Starting off our collaboration with the theme movies as long as there was some personal connection to the data. I started with a general search of movies, to get a feeling of what might be out there. I came across budget and gross information per movie pretty quickly, found my way to the OMDb API and IMDb ftp, where you can download huge files with all of the information on movies & series. Having access to such a large databases seemed like a very interesting angle to start working with, but it wasn't very personal.
So, instead I started looking for data on my favorite movie (trilogy); the Lord of the Rings. I still remember, as a 12-year old girl, waiting at the movie theater more than 1.5 hours in advance with my parents to get the best spots in the theater (it was still first come, first serve back then). Collecting magazine clippings and posters and later fondly watching all of the extras (even for a second time). It's more than 9 hours of film that I can watch year after year.
I found a fascinating dataset about the number of words spoken by each character in the extended editions of all 3 films. I did a few checks, comparing the word count to scripts available on Age of the Ring (which serendipitously / sadly seems to have expired only 2 days after I finished my data preparation) and they coincided pretty well.
In the data, there is information on the number of words spoken by each character by scene and what race that character is. However, I found scenes to be a bit arbitrary. They are more attached to the making of the movie, not the movie experience. So instead I went ahead and manually added an on-screen location to each of the ±800 rows of data.

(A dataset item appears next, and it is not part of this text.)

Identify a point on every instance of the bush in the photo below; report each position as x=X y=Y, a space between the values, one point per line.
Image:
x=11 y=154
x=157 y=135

Besides a map of Middle-Earth I relied heavily on the Age of the Ring scripts of the extended editions and the original scripts of the non-extended editions found on IMSDb. These scripts sometimes mention the location when they talk about the scene in general. And of course, I used my own memory of watching the movies time and time again. You can find some more explanation about what I did & the dataset itself on the GitHub page of the dataset
It took a few hours, but afterwards it felt like a dataset that I had a personal connection to and wanted to visualize.
Having just bought an iPad Pro 9.7" with Apple pencil I of course wanted to try it out for my dataviz sketching. This month I used the app that most charmed me, Tayasui's Sketches II.
About a month ago I got an email from Christian Wisniewski with a sketch that looked a bit like a Chord diagram but with "nodes" in the center. It seemed very intriguing and since I have a fond history of hacking the chord diagram for other purposes I wanted to try to create my own version of Christian's idea at some point. While going over ideas for the LotR data in my mind, I couldn't help but think that this dataset would fit that purpose very well.
For my dataset, the Fellowship characters would be placed in the center. The more general locations are the arcs around it. Each character would be connected to the location where they spoke and the thickness of the chord at the location would represent the number of words spoken there. I'm not quite sure if the detailed locations should provide a more detailed level within the arcs themselves. That will probably create too many chords...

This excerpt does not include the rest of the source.